I have a little space between the fan and the condenser. No brace. I have a Jule Frame and it doesn’t need it.
 
i just did a flush on mine. my radiator was good but i was not sure i got all the crud out of my engine when i put it together. i used the prestone one because it is supposed to desolve the rust... which is what i worried might still be in the engine.

first thing is how to get rid of the old coolant? lots of places to recycle oil but not many to recycle coolant. i ended up taking it in town to a toilet and flushing it since that water is all treated.

i wanted to work this fluid thru the system for a few days. instead of dumping in and using the engine, i decided to pump it thru. i removed the thermostat. then put the cover back on. nect i connected the top hose where it would go on the radiator to a pvc pipe. then clamped another hose on the top of the radiator. connected both thru pvc fittings to garden hoses. put one garden hose in the bucket and then put a sump pump in the same bucket and attached the other hose. allowed me to recirculate the fluids thru. the hose i had come back in to the bucket i ran thru a funnel with a screen on it to catch any crud. also set the sump pump up on a block of wood to keep it off the bottom of the bucket.
then when i was done i connected the top garden hose to the spigot and ran the bottom hose out in the yard. turned the water on and let it run for a while to flush out any left over cleaner. you have to be careful how much water you let run in the radiator. it can not take full house pressure.
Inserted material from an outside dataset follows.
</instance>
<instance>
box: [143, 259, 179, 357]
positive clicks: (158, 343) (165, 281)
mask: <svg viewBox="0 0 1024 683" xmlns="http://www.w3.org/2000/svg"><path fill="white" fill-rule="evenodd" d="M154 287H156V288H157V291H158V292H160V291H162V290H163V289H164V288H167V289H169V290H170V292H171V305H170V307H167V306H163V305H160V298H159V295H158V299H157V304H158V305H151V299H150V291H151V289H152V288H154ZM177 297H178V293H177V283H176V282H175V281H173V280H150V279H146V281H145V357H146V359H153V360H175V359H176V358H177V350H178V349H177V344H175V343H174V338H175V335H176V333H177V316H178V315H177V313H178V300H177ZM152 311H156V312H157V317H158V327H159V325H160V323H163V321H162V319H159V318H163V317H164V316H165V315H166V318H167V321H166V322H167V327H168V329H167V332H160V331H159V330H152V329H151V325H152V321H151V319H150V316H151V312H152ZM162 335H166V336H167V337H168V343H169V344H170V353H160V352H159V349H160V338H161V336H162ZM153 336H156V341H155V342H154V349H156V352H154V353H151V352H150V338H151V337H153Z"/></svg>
after you flush a while, then open up the drain tap on the radiator and drain it. when i went to fill it back up, i filled the engine first thru the thermostat housing until it was up to the thermostat. then the rest of the way thru the radiator. also drilled a hole in the thermostat cap to let air thru and checked it in a pan of hot water to be sure it was opening properly.

yup all the work and got hardly any crud out of it. so i guess i did it for piece of mind.
IMG_0378.jpg
and if you do it this way, put a valve on the return hose. even if you shut off the pump, it will still drain from the engine and run all over the floor once the bucket is full. i would come out a couple of times a day and run it for 15 minutes. did that for 3 days.
 
Drone Dog wrote: "...you have to be careful how much water you let run in the radiator. it can not take full house pressure."

Good point. My radiator guy said to be careful of the heater core. That can be the weak point. Might be a good idea to jump the heater hoses for the backflush.

I did mine with this simple setup using a stocking for a filter:

BackFlushSetup.jpg


Results - rust flakes and WaterWetter muck:

CoolantFlushResults.JPG


After that, for a while I ran the Tefba cooling system filer (from eBay). Removed it later when it was done trapping the few bits left after the backflush.

CoolantFilter.jpg
 
I forgot to mention that I had a larger core put in the radiator in 2007 and while doing a frameup restoration, which was finished in 2013 I had the radiator cleaned out by a radiator shop. I seem to recall that there was a cleaning solution and then a neutralizing solution several years ago?
I have all new hoses, thermostat, etc.
thanks

This update is pretty important. So you are not fighting 40 years of crud, you are just trying to get up to date from the last time you personally performed a flush. I would just drain the old stuff, fill with water and use a mild commercial flush agent and drain it again. Maybe do a fresh water flush after that and then fill with 50/50 mix.